KÖŞE YAZISI​​​​​​​FAHRİ TOKAY​​​​​​​İnsanlar, sabahleyin verdikleri ahd-ü peymanlarını öğleye kadar taşıyamazlarsa, verilen sözün, yapılan yeminin kıymeti kalır mı? Menfaat rüzgârı nereden eserse hemen oraya dönüverirler. Mehmet Akif Ersoy bu tip insanları şöyle tarif ediyor: 

Vefa yok, ahde hürmet hiç, emanet lafz-ı bîmedlül

Yalan rayiç, hıyanet mültezem, her yerde hak meçhul

İslam’ın Müslümanlara kazandırdığı en büyük özelliklerden biri ahde vefadır. Hal böyle iken, bugün vefasızlık gösteren, sözünde durmayan, taahhüdünü yerine getirmeyen insanlarla yüz yüze gelir olduk. Eskiden söz namus ve senet bilinirdi. Günümüzde ise, hukukî tedbirler bile insanın ahdini yerine getirmeye yetmiyor.

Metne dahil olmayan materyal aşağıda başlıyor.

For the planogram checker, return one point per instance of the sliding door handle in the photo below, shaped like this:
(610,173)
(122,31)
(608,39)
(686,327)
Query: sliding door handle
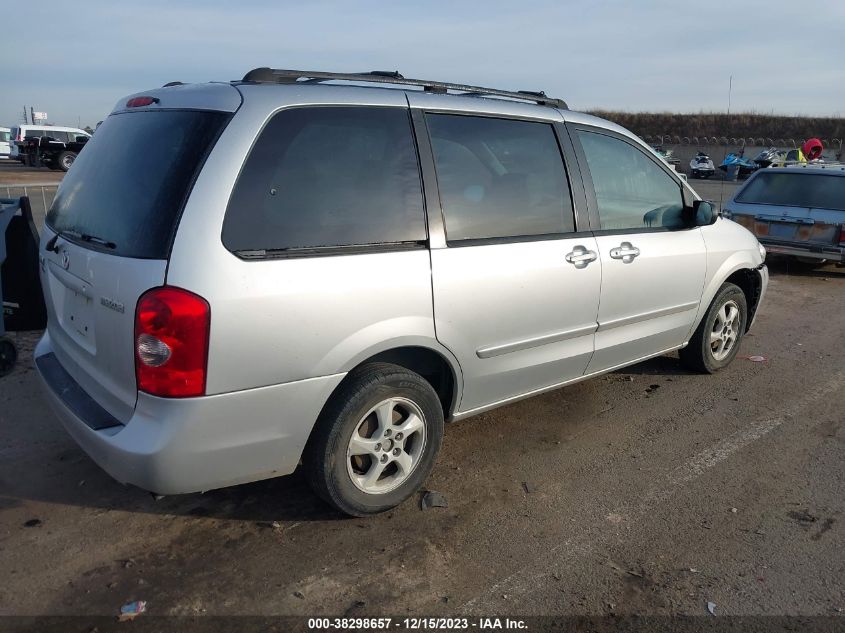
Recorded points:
(580,256)
(626,252)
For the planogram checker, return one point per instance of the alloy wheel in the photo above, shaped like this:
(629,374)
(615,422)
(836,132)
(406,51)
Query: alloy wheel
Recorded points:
(386,446)
(725,331)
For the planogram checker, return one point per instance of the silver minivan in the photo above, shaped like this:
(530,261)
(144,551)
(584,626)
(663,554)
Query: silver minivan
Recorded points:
(322,268)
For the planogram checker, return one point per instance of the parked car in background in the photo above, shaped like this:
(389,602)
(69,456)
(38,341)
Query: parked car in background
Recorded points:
(244,276)
(49,152)
(797,211)
(5,136)
(56,132)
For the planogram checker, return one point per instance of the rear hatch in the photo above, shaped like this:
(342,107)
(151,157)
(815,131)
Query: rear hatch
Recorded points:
(795,208)
(108,237)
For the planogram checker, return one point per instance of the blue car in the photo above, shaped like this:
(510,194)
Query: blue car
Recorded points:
(797,211)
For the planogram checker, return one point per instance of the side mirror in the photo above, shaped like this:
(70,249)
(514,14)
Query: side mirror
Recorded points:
(704,213)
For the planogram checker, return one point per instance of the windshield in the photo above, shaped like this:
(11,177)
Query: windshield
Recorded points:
(820,191)
(129,183)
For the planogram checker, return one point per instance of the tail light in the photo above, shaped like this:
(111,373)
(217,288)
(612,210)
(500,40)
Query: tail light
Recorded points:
(171,342)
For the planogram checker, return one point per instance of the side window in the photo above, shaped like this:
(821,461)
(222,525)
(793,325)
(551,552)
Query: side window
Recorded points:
(632,192)
(326,177)
(499,177)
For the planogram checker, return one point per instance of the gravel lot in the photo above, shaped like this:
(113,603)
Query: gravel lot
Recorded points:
(653,491)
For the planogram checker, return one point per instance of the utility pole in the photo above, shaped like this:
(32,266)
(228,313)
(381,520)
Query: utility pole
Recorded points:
(730,90)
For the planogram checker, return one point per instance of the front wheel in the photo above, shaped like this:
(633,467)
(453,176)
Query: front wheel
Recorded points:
(716,341)
(376,441)
(65,160)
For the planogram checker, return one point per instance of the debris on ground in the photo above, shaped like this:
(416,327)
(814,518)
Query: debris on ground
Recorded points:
(132,610)
(358,604)
(433,499)
(617,567)
(803,517)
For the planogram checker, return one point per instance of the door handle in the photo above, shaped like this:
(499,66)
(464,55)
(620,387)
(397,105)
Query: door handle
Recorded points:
(580,257)
(626,252)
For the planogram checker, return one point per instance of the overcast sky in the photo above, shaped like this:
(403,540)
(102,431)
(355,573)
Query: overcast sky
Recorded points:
(74,60)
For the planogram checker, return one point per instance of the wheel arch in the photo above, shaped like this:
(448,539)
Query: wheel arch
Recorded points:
(741,272)
(431,361)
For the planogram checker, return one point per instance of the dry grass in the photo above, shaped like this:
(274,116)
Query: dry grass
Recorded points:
(740,125)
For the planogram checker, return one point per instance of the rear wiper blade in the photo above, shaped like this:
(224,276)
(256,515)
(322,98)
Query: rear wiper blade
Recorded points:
(82,237)
(85,237)
(65,233)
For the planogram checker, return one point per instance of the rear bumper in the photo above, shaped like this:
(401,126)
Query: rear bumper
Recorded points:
(833,253)
(173,446)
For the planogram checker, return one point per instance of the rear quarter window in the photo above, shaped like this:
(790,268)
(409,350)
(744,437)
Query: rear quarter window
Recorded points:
(328,177)
(821,191)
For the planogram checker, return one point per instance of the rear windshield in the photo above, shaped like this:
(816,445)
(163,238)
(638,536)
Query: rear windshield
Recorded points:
(796,190)
(130,181)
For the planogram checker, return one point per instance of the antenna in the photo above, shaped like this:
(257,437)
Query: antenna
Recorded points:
(722,188)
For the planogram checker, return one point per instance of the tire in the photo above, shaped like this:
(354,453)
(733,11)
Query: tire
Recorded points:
(65,160)
(708,354)
(338,476)
(8,356)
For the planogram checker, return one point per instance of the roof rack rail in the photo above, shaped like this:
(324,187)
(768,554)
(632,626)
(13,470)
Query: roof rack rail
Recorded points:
(282,76)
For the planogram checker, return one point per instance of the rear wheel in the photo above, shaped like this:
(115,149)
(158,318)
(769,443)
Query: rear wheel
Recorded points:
(8,356)
(65,160)
(716,341)
(376,441)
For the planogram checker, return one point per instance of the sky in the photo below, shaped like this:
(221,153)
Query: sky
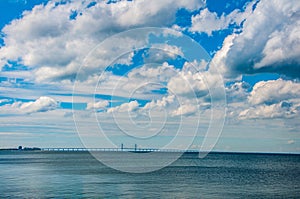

Sevgili Peygamberimiz, daha peygamberlik gelmezden önce Abdullah b. Ebi-l Hamsa’ya bir mal satmıştı. Abdullah, parasını tam ödeyememiş, kalan miktarı ödemek için parasını almaya gittiğinde, verdiği sözü unutur ve üç gün sonra aklına gelir. Üç gün sonra randevulaştıkları yere gittiğinde Peygamberimizin hala orada beklediğini görür. Peygamber Efendimiz: “Ey genç! Bana meşakkat verdin. Ben üç gündür seni burada bekliyorum” demekle iktifa etmişti. Peygamberimizin bu bekleyişi, alacağı için değildi. Söz verdiği için vadini yerine getirmek maksadıyla yaptığını ahlâkî peygamberîden öğrenmiş oluyoruz.